Proportion of variance explained
In correlations we discussed how the strength of association is the proportion of variance of y explained by x. For simple regression, in which there is only 1 predictor, this is also the case:
\[ r = \frac{var_{xy}}{totalVariance} = \frac{\sum(x_i-\bar{x})(y_i-\bar{y})} {\sqrt{\sum(x_i-\bar{x})^2*\sum(y_i-\bar{y})^2}} \]
Lets apply the above formula to see what R is for \(gdp\) and \(life\) \(expectancy\):
gdp_life_expectancy_r <- sum(
(gapminder_2007$lifeExp-mean(gapminder_2007$lifeExp)) *
(gapminder_2007$gdpPercap-mean(gapminder_2007$gdpPercap))
)/
sqrt(
sum((gapminder_2007$lifeExp - mean(gapminder_2007$lifeExp))^2) *
sum((gapminder_2007$gdpPercap - mean(gapminder_2007$gdpPercap))^2)
)
gdp_life_expectancy_r[1] 0.6786624This is r. If this is the same as a correlation, then we can just use a correlational function to get the same value:
cor(gapminder_2007$lifeExp, gapminder_2007$gdpPercap)[1] 0.6786624Great! Now in regressions we tend to report the \(R^2\) rather than r.
# r^2
gdp_life_expectancy_r^2 [1] 0.4605827We can confirm that squaring \(r\) gives \(R^2\) as from a linear model function:
summary(lm(
data = gapminder_2007,
formula = lifeExp ~ gdpPercap # predict life expectancy from GDP
))$r.squared[1] 0.4605827How to get gradient/beta/estimate values
You may be wondering how the gradient/beta/estimate is calculated in the above figures. The formula for calculating the gradient is:
\[ gradient = r * \frac{sd(outcome)}{sd(predictor)} \]

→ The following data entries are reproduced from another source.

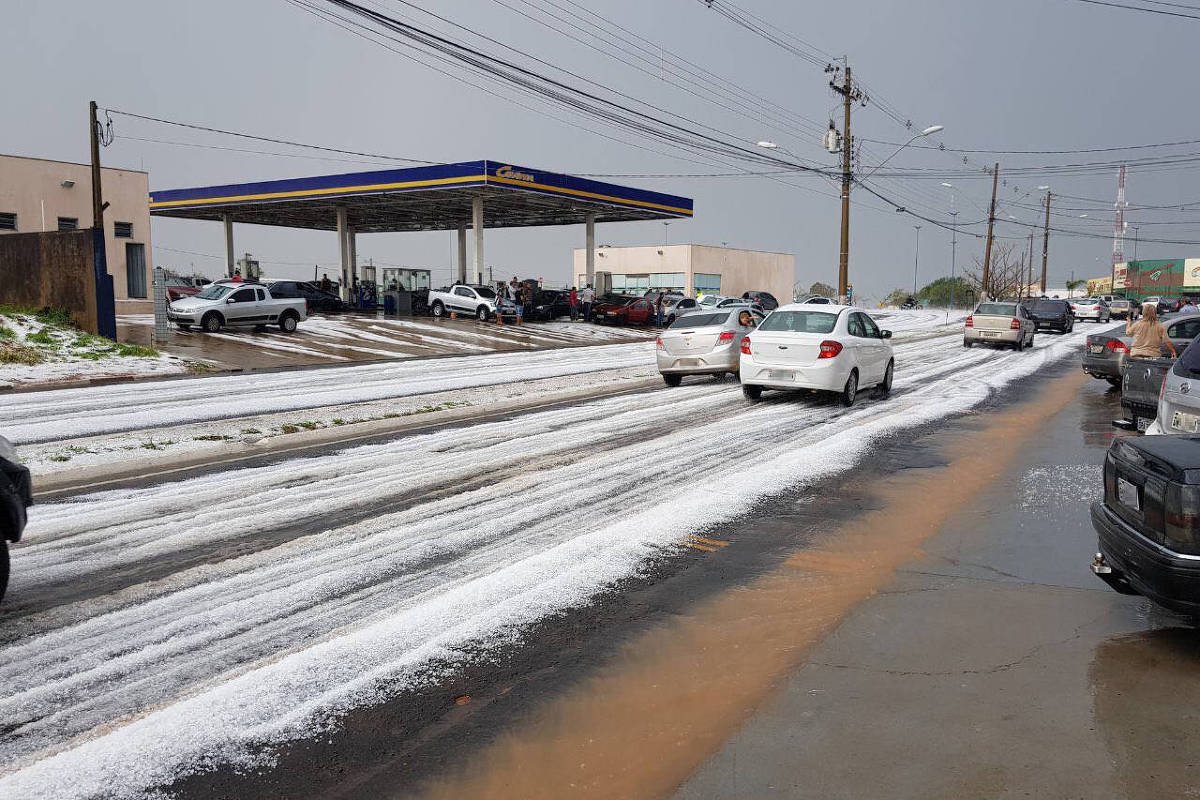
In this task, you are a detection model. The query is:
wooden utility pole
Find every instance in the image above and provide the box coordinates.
[980,161,1000,300]
[1042,192,1050,294]
[829,64,862,301]
[88,101,104,230]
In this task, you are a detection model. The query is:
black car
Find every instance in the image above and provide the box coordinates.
[266,281,346,314]
[1092,435,1200,614]
[0,437,34,600]
[742,291,779,311]
[1021,297,1075,333]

Which can be thought of as:
\[ gradient = association * scale \]
Your r-value is a standardised value showing the strength of the association that ignores scale; i.e. it is a number between -1 and 1 regardless of what units and range of numbers are typical for the variables. The scale for the above correlation is years (life expectancy) per dollar (gdp), so by dividing the SD of life expectancy by the SD of gdp we get a measure of how these variables scale to each other. In terms of how life expectancy scales against gdp:
\[ \frac{sd(lifeExp)}{sd(gdp)} = \frac{12.07302}{12859.94} = .0009388084 \]
…and then apply the strength of the association to get your gradient/beta:
\[ gradient = r * \frac{sd(lifeExp)}{sd(gdp)} = .6786624 * .0009388084 = .000637134 \]

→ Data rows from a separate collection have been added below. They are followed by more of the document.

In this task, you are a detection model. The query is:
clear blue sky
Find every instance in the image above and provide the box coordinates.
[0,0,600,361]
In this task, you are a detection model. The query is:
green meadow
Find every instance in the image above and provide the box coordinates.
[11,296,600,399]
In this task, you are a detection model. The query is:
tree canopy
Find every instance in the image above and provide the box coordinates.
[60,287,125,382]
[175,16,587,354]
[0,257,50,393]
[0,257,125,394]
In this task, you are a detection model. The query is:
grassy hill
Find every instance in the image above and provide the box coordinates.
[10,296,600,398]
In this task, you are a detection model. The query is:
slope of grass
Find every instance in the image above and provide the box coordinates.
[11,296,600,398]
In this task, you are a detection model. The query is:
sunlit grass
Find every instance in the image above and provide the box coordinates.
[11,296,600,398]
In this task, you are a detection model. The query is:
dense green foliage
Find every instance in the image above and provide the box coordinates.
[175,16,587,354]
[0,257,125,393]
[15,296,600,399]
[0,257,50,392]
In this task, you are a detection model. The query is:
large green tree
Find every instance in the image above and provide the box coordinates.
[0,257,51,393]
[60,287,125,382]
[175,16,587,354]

Is this the same as the estimate of gradient/beta we get using a linear model function?
summary(lm(
data = gapminder_2007,
formula = lifeExp ~ gdpPercap # predict life expectancy from GDP
))
Call:
lm(formula = lifeExp ~ gdpPercap, data = gapminder_2007)
Residuals:
Min 1Q Median 3Q Max
-22.828 -6.316 1.922 6.898 13.128
Coefficients:
Estimate Std. Error t value Pr(>|t|)
(Intercept) 59.56565008 1.01040864 58.95 <0.0000000000000002 ***
gdpPercap 0.00063713 0.00005827 10.93 <0.0000000000000002 ***
---
Signif. codes: 0 '***' 0.001 '**' 0.01 '*' 0.05 '.' 0.1 ' ' 1
Residual standard error: 8.899 on 140 degrees of freedom
Multiple R-squared: 0.4606, Adjusted R-squared: 0.4567
F-statistic: 119.5 on 1 and 140 DF, p-value: < 0.00000000000000022Yes (see estimate for gdpPercap).
Question 1
Is an r-value a standardised or unstandardised estimate of the association between a predictor and an outcome?